# choosing a floor fan to blow straight up at bare bulb



## stonestone (Oct 20, 2012)

i need to buy some floor fans to place under 1k watt hps bare bulbs..

the lamps are one a flip flop box on for one hour off for one hour to avoid hott spots.
adding floor fans should help with this a lot! 
my question is which fan to go with?

http://www.homedepot.com/webapp/wcs/stores/servlet/ProductDisplay?storeId=10051&langId=-1&catalogId=10053&productId=202795625&R=202795625#.UIMynW8rXzk
(largest, by a lot @ 3150cfm)

or stanley blower (not sure that blows str8 up)
http://www.homedepot.com/webapp/wcs/stores/servlet/ProductDisplay?storeId=10051&langId=-1&catalogId=10053&productId=202795625&R=202795625#.UIMynW8rXzk

or are thos both overkill
http://www.homedepot.com/webapp/wcs/stores/servlet/ProductDisplay?productId=202020283&storeId=10051&langId=-1&catalogId=10053&MERCH=REC-_-product-1-_-honeywell;fan;202182997-_-202020283-_-N#.UIMzb28rXzk

thoughts?


----------



## bowlfullofbliss (Oct 20, 2012)

why not just air cool your light and not turn it off and on? The act of turning them on and off is the hardest part on a lamp, you're going to burn them out much faster this way, and confuse the hell out of your plants. Does the sun ever turn on and off to avoid hot spots? lol.
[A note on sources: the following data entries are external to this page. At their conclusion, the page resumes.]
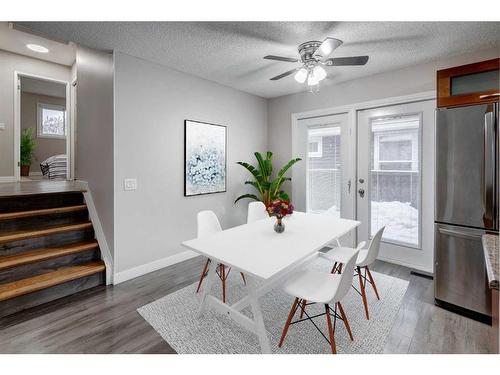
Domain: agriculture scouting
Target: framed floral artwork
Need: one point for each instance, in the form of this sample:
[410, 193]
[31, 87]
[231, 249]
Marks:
[204, 158]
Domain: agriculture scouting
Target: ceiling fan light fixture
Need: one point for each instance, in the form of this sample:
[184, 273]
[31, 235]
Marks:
[301, 75]
[312, 80]
[319, 73]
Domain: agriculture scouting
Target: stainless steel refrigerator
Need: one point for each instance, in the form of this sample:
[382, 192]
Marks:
[466, 205]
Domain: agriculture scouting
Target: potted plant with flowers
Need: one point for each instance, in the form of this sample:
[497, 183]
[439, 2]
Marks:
[28, 147]
[279, 208]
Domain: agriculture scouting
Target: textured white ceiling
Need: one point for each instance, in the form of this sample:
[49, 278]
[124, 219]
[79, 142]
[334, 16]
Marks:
[15, 41]
[231, 53]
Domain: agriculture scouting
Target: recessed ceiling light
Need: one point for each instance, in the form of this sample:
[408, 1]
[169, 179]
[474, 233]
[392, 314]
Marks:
[37, 48]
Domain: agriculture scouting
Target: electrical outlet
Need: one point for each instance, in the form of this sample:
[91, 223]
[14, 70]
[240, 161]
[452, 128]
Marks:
[129, 184]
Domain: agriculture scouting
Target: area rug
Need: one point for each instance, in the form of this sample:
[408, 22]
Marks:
[174, 318]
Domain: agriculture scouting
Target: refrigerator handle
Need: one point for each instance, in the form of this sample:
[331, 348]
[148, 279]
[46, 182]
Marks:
[489, 167]
[458, 233]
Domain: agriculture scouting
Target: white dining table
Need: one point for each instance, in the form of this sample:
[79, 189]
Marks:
[266, 258]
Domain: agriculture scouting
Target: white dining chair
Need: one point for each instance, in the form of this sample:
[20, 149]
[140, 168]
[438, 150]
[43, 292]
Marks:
[208, 224]
[324, 288]
[366, 257]
[256, 211]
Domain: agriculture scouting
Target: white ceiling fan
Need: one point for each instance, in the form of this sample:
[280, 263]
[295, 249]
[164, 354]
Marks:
[314, 55]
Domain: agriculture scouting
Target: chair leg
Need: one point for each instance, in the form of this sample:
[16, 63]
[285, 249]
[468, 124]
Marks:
[202, 275]
[363, 292]
[288, 321]
[372, 282]
[223, 278]
[344, 318]
[303, 308]
[331, 334]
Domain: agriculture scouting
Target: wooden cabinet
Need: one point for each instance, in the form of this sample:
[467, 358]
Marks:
[469, 84]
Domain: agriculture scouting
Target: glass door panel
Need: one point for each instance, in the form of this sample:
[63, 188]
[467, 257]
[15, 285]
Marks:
[395, 178]
[324, 173]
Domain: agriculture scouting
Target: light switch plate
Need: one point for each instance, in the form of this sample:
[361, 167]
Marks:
[129, 184]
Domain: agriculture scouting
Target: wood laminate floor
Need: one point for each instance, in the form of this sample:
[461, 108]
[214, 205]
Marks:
[105, 320]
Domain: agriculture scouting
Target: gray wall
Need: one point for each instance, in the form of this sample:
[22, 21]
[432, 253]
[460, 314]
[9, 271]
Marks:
[9, 63]
[151, 104]
[406, 81]
[45, 147]
[94, 132]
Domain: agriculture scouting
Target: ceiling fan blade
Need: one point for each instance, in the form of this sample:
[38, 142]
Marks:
[281, 58]
[327, 47]
[345, 61]
[285, 74]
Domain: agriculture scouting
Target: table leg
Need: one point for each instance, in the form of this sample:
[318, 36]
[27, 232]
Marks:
[257, 316]
[338, 242]
[212, 272]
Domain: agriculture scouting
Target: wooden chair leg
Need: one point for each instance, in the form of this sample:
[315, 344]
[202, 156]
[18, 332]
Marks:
[303, 308]
[372, 282]
[331, 334]
[288, 321]
[334, 268]
[344, 318]
[363, 293]
[223, 278]
[202, 275]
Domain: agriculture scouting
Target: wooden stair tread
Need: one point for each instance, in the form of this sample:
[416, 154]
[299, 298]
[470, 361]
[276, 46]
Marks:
[26, 234]
[49, 279]
[45, 211]
[39, 255]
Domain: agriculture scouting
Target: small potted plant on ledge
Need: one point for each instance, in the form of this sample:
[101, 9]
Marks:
[28, 146]
[279, 208]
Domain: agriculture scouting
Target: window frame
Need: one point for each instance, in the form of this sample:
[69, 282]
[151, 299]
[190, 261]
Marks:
[40, 107]
[318, 140]
[419, 149]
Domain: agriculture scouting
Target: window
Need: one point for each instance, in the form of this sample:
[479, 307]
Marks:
[315, 147]
[324, 172]
[395, 179]
[51, 121]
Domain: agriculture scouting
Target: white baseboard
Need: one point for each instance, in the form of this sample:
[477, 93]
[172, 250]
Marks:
[8, 179]
[143, 269]
[409, 265]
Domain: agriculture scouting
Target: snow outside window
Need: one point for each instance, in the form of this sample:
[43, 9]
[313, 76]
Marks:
[51, 121]
[395, 179]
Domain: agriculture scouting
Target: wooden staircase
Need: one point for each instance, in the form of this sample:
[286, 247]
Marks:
[48, 249]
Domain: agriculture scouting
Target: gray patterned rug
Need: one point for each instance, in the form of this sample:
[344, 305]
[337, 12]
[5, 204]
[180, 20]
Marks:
[174, 318]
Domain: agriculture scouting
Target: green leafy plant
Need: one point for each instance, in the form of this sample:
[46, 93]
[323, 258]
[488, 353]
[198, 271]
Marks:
[268, 189]
[28, 146]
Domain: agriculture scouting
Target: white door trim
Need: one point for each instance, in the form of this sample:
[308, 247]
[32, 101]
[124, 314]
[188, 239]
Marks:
[352, 110]
[17, 122]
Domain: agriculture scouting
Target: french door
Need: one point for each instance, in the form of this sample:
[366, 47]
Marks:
[322, 180]
[395, 180]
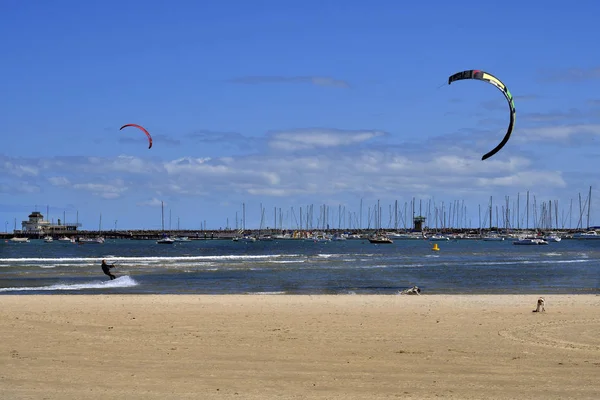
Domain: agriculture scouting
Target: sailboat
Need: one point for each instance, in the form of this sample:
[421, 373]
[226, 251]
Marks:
[165, 239]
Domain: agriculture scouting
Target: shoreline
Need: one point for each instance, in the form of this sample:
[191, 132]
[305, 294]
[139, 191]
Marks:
[299, 346]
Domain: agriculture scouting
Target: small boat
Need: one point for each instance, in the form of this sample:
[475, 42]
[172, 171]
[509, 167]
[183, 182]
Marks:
[165, 240]
[98, 240]
[380, 240]
[493, 237]
[586, 235]
[438, 238]
[552, 238]
[530, 241]
[19, 240]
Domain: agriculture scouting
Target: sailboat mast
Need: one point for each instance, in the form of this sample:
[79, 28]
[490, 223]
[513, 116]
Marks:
[589, 207]
[162, 215]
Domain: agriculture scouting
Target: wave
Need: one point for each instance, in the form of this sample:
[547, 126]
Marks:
[138, 259]
[120, 282]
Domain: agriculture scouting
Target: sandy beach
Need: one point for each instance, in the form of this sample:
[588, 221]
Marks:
[295, 347]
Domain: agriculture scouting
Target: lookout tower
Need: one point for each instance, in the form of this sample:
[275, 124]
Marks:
[418, 223]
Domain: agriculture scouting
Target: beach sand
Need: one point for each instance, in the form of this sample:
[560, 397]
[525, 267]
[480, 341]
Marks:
[299, 347]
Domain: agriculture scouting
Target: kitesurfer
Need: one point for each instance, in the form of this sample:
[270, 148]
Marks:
[106, 269]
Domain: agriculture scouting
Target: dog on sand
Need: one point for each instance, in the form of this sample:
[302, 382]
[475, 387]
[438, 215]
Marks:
[540, 305]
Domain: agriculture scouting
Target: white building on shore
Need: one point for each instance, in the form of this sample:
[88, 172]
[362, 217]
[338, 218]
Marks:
[37, 224]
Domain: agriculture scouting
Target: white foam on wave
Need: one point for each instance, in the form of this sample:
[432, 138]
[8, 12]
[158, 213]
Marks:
[120, 282]
[147, 259]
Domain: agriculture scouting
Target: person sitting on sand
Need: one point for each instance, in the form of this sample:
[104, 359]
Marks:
[106, 269]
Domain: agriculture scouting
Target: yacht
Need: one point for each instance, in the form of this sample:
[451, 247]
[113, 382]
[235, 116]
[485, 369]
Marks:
[438, 238]
[380, 239]
[530, 241]
[19, 240]
[586, 235]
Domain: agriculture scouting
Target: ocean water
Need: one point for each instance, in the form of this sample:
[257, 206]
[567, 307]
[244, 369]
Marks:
[300, 267]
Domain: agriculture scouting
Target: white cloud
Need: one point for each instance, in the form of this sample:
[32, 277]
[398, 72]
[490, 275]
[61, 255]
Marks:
[19, 169]
[60, 181]
[105, 190]
[153, 202]
[303, 139]
[558, 133]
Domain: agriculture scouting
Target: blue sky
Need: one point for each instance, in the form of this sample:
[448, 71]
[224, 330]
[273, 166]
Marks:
[287, 104]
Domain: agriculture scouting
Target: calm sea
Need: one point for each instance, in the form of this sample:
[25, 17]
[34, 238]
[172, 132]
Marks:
[300, 267]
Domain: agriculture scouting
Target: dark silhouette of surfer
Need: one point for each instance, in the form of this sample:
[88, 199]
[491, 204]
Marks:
[106, 269]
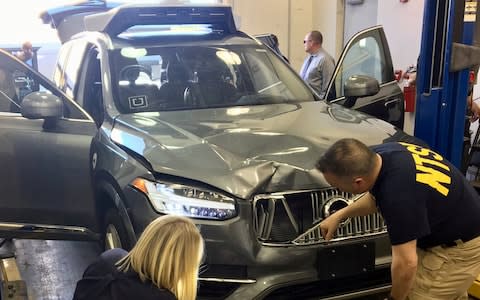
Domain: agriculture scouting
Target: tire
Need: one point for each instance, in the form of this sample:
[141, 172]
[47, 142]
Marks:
[114, 232]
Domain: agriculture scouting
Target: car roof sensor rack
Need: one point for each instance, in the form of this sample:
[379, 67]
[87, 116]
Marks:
[119, 19]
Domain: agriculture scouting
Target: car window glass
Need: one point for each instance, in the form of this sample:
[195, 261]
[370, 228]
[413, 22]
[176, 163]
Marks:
[72, 68]
[58, 74]
[17, 83]
[194, 77]
[365, 57]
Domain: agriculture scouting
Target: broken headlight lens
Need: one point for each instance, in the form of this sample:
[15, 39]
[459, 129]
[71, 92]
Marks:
[178, 199]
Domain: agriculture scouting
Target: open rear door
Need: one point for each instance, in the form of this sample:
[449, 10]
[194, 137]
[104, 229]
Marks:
[367, 53]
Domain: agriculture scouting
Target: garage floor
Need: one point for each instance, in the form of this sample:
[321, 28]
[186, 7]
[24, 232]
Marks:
[52, 268]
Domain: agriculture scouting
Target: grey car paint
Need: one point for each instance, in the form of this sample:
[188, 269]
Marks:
[245, 150]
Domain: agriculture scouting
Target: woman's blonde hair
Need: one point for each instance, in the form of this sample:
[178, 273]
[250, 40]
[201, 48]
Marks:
[168, 253]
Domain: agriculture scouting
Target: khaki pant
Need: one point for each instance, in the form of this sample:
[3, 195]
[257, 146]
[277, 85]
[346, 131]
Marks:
[446, 273]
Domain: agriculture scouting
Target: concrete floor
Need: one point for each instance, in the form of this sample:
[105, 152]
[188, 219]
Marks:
[51, 268]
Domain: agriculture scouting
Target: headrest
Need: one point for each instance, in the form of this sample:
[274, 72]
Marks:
[176, 72]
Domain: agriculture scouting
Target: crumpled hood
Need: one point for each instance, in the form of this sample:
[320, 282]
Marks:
[249, 149]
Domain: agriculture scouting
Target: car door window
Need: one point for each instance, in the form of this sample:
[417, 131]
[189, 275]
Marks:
[364, 55]
[18, 80]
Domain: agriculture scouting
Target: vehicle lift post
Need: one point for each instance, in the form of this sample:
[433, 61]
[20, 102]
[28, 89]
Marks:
[450, 31]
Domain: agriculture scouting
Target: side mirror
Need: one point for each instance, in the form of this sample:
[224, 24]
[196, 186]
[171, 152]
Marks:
[42, 105]
[358, 86]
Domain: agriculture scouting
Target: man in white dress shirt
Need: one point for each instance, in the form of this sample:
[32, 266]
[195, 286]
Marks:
[318, 67]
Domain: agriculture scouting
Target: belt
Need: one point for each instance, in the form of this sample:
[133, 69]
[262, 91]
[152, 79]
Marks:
[460, 241]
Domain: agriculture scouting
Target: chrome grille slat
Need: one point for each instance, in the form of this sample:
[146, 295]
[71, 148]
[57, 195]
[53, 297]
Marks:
[309, 202]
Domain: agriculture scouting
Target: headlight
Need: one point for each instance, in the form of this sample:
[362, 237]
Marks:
[178, 199]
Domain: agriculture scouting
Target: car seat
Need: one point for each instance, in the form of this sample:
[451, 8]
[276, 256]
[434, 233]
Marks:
[172, 92]
[135, 95]
[211, 89]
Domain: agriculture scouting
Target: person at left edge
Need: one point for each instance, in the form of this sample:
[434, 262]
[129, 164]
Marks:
[163, 265]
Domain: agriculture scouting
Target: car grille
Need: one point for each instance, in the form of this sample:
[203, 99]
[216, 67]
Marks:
[293, 217]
I have 3 of them and no hot spots


----------



## stonestone (Oct 20, 2012)

i get more coverage flipping them. twice the number of lamps with a small electric bill.
the sun moves around in the sky and behind clouds.. as long as the room is lit for 12 hours/dark for 12 plants won't get confused.. 
it is hard on bulbs and ballasts true...


----------



## stonestone (Oct 20, 2012)

anyone know the ideal amount of cfm?


----------



## OGEvilgenius (Oct 21, 2012)

I have a cheapy 15 dollar honeywell like your 3rd choice. I also have one bulb without a fan at all (also looking for another, but wanted to test) - doesn't seem necessary if you're exchanging your room's air constantly. 

Go with the 3rd option.


----------



## smoke and coke (Oct 21, 2012)

your link for the stanley blower is wrong. i have a stanley blower i use for an exhaust. you dont need a huge fan to blow up at the bulb. go with the small 10" a long as it can be turned to blow straight up.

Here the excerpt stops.